What is so tragic about this sentiment is that we as a nation never learn. We went through this with the internment of Americans of Japanese ancestry during WW II, later to realize it was a blight on our country, a shameful episode that should never be repeated. (When I say "all" I exclude Michelle Malkin, of course). Yet here we are, sixty years later doing the same thing.

And of course it isn't just memories of 9/11 driving these feelings.
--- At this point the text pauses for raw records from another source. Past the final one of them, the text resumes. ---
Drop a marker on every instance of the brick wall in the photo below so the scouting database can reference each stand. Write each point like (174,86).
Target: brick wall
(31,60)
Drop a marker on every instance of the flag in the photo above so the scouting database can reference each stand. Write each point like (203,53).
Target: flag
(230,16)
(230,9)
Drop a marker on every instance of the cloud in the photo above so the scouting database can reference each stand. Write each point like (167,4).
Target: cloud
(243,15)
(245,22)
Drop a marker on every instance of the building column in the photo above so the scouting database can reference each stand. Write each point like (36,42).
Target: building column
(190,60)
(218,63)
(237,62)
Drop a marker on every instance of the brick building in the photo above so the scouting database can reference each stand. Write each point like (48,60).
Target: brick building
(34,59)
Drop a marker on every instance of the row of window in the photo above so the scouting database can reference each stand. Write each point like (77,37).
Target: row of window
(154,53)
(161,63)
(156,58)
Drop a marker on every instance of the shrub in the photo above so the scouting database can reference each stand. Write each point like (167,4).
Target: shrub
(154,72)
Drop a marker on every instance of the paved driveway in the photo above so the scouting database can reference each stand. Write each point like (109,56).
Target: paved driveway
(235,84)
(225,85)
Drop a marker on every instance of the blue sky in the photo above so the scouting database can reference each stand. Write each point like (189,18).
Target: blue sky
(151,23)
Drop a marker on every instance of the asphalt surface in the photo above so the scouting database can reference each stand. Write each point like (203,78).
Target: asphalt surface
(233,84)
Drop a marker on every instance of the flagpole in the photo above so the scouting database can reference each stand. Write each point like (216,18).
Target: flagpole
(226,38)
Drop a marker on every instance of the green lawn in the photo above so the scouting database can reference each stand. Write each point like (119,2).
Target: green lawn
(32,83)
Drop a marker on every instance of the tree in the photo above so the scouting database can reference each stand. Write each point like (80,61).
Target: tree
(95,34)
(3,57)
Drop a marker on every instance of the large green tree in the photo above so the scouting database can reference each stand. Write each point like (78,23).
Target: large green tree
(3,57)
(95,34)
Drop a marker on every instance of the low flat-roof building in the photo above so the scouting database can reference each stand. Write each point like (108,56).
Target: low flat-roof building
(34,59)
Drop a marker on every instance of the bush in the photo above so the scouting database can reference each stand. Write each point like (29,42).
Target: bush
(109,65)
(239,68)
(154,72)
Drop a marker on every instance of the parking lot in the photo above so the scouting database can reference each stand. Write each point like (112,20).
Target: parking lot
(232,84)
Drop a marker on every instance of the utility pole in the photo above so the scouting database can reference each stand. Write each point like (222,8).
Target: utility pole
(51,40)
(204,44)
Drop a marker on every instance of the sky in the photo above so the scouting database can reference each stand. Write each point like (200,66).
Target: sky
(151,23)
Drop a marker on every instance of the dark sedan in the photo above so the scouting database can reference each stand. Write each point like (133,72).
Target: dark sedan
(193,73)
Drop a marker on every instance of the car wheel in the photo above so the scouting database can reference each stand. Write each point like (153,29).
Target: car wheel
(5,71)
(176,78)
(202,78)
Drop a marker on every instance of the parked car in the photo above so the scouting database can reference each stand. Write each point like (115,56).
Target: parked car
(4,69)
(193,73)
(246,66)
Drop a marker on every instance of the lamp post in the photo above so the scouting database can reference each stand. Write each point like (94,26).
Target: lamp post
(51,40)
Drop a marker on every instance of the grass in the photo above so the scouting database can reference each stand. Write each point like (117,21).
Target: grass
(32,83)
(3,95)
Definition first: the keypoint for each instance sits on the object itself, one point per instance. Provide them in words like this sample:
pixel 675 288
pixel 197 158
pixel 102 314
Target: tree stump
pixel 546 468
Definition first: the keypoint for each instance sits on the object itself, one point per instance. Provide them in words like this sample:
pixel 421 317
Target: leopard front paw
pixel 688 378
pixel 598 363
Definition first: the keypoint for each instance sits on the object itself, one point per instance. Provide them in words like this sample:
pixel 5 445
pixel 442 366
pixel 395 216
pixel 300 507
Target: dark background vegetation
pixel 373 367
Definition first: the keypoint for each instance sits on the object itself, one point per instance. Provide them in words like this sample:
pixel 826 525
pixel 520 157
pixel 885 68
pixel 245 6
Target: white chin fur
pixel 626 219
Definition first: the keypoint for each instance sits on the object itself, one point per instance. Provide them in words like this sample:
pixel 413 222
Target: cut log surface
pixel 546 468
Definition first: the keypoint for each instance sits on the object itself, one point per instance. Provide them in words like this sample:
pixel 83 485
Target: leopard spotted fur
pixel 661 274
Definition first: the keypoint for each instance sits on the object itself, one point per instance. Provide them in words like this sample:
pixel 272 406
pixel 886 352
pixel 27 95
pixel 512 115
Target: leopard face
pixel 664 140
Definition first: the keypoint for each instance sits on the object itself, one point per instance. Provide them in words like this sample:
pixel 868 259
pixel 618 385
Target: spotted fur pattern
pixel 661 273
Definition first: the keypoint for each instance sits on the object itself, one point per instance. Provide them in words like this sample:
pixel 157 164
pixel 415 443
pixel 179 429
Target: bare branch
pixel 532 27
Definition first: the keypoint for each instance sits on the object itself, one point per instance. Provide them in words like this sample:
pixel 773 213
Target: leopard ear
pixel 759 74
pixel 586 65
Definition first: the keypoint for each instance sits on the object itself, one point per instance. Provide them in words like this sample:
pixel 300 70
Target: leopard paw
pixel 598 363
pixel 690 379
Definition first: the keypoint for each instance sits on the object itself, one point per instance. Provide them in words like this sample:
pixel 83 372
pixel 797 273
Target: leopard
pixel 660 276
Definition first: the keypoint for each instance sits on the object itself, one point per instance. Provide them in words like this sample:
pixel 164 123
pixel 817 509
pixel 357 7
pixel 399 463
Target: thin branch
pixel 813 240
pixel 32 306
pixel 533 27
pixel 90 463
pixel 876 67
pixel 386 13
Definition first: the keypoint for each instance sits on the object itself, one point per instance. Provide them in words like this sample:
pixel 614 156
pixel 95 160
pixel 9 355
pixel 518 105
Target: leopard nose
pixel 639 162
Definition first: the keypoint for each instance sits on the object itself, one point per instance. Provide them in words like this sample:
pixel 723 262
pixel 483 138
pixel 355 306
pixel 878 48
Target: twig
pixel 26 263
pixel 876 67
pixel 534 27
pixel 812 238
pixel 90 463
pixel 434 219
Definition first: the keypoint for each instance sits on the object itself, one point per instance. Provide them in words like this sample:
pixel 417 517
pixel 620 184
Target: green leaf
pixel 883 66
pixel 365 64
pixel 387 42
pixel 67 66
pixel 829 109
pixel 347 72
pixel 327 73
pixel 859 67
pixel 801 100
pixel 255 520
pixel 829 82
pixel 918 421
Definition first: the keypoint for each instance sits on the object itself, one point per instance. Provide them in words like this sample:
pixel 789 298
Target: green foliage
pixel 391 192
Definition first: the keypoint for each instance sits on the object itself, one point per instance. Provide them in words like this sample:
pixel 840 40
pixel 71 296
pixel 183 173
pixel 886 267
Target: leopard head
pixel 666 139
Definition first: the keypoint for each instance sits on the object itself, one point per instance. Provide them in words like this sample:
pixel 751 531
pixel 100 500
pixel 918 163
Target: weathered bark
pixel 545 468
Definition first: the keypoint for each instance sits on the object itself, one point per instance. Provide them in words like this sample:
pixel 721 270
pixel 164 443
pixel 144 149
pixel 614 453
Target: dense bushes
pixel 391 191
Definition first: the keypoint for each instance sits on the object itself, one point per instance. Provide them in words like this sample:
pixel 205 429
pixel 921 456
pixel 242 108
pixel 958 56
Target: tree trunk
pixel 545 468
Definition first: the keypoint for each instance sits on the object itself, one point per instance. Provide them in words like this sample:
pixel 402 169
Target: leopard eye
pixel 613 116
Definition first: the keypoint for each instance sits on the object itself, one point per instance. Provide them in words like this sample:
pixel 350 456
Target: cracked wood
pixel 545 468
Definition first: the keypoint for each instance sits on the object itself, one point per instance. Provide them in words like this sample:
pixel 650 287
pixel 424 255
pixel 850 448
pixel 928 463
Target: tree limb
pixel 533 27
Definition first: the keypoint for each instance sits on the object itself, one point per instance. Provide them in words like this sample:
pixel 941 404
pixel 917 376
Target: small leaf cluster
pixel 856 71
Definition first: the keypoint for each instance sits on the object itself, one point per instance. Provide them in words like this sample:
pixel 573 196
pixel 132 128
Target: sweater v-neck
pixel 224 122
From all those moronic color code episodes where we were all advised to stay especially vigilant through the parade of highly questionable "terrorism" apprehensions we have been encouraged to see plots all around us.


"From the terrorism here in this country and what I know about the background in this case, I would not be a fair and impartial juror," an advertising accountant said. "It's hard to admit that you're prejudiced and biased, but in this situation I am."

She was dismissed, as was a self-employed Miami Beach businesswoman who said that she regarded the defendants as "radical people" and believed "that they want to destroy us."


That juror mentioned the "background" of this case. Well lest any of us have forgotten, what is that background? Jose Padilla's arrest first hit the National news in June 2002 when Ashcroft announced to the world that a man who planned to attack the U.S. with a dirty bomb had been aprehended. The lies started that day. In reality, padilla had been arrested a month earlier, in May 2002, and held as a material witness. Originally jailed in New York, he was transfered to a Navy Brig in Charleston, S.C in June after Bush declared him to be an enemy combatant. He rotted there for three and a half years without charges. Then, in November 2005, in order to avoid a likely Habeas Corpus hearing by the Supreme Court, Padilla was transferred to Florida and his name was added to a pending indictment against other "alleged" terrorist. No dirty bombs, no activities in this country. Another loser who did some misguided and maybe even criminal things. But certainly not the threat that so many jurors in Florida have been conditioned to fear.